«Le Mondial sans l’Italie, c’est comme Rome sans le Colisée», a imagé la légende du foot transalpin Francesco Totti avant cette Coupe du monde au Qatar. L'absence de la Squadra azzurra se fait en tout cas ressentir dans le pays, quadruple champion du monde et champion d'Europe en titre. «Les publicités, fan-zones ou écrans géants d'un Euro 2021 en partie disputé à domicile sont absents», témoigne un journaliste de Franceinfo dans son reportage à Rome.
Il évoque aussi «les sièges vacants devant de timides écrans» des bars et restaurants romains et donne les chiffres des audiences de la Rai, la TV nationale, pour les matchs: seulement six millions de téléspectateurs chaque soir en moyenne, alors que l'Italie compte 59 millions d'habitants.
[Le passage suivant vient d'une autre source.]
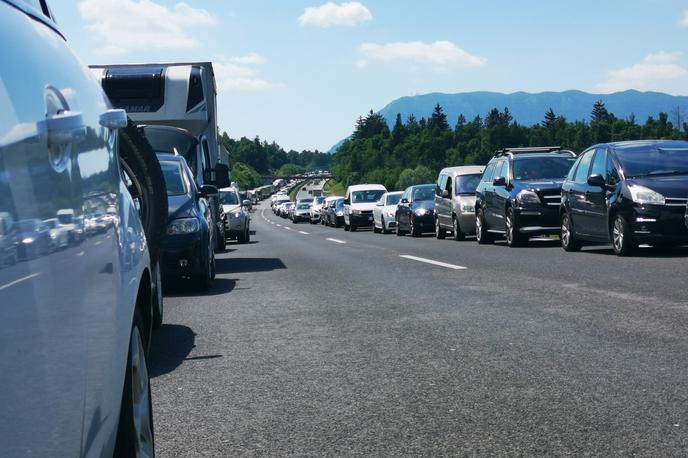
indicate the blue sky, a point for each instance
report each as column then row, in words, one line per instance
column 301, row 72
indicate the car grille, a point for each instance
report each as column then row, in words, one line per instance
column 675, row 202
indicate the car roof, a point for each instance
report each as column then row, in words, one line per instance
column 462, row 170
column 366, row 187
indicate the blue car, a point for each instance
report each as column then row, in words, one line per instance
column 188, row 245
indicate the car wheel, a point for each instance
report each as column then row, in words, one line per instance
column 622, row 239
column 440, row 232
column 481, row 233
column 146, row 184
column 158, row 309
column 135, row 433
column 458, row 234
column 513, row 236
column 568, row 240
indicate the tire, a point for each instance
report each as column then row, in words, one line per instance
column 622, row 238
column 440, row 232
column 459, row 235
column 568, row 240
column 135, row 432
column 413, row 228
column 158, row 305
column 513, row 236
column 147, row 184
column 483, row 237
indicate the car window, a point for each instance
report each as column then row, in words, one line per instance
column 599, row 163
column 466, row 184
column 174, row 179
column 393, row 199
column 487, row 175
column 583, row 167
column 612, row 175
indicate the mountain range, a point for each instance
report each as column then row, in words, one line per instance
column 530, row 108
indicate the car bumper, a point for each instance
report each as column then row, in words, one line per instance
column 538, row 220
column 182, row 255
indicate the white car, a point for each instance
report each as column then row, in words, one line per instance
column 359, row 203
column 384, row 212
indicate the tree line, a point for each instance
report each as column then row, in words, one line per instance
column 252, row 159
column 413, row 151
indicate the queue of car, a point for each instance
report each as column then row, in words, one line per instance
column 624, row 194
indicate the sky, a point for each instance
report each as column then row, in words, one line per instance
column 301, row 72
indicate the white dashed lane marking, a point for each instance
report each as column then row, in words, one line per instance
column 433, row 262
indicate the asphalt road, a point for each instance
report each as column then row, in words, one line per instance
column 319, row 342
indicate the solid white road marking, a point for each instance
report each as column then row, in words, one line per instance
column 19, row 280
column 434, row 263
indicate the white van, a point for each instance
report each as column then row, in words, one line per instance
column 359, row 203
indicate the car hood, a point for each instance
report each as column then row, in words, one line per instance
column 540, row 185
column 427, row 204
column 668, row 186
column 180, row 207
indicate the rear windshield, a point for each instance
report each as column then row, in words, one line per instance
column 650, row 160
column 369, row 196
column 174, row 178
column 229, row 198
column 542, row 168
column 466, row 184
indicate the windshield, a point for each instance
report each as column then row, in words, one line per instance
column 370, row 196
column 466, row 184
column 542, row 168
column 28, row 225
column 174, row 179
column 650, row 160
column 229, row 198
column 393, row 199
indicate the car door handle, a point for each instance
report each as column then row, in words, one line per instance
column 65, row 128
column 115, row 118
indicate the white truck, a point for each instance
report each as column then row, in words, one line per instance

Soit beaucoup moins que quand l'équipe nationale joue (quinze millions de téléspectateurs pour son premier match au Mondial 2014, pourtant programmé à minuit).
Sans la Nazionale, l'enthousiasme des Italiens de Suisse romande pour la Coupe du monde est aussi durement affecté. «Les Italiens ici ne sont pas intéressés par ce tournoi», tranche d'entrée Carmelo Vaccaro, le président de la Société des associations italiennes de Genève.
L'ambiance était forcément très différente il y a 17 mois, quand la Squadra azzurra devenait championne d'Europe. Cette fois, la télé était allumée, comme à chaque fois que l'Italie participe à un grand tournoi. «Quand on diffuse les matchs, on organise des spaghetti», explique Carmelo Vaccaro. «Pour la finale de l'Euro, il y a même des politiciens genevois qui sont venus. On était entre 20 et 30 personnes.» A défaut de rassemblement pour encourager les siens, le président a regardé quelques matchs à la maison, dont ceux de la Suisse, son équipe de cœur par substitution.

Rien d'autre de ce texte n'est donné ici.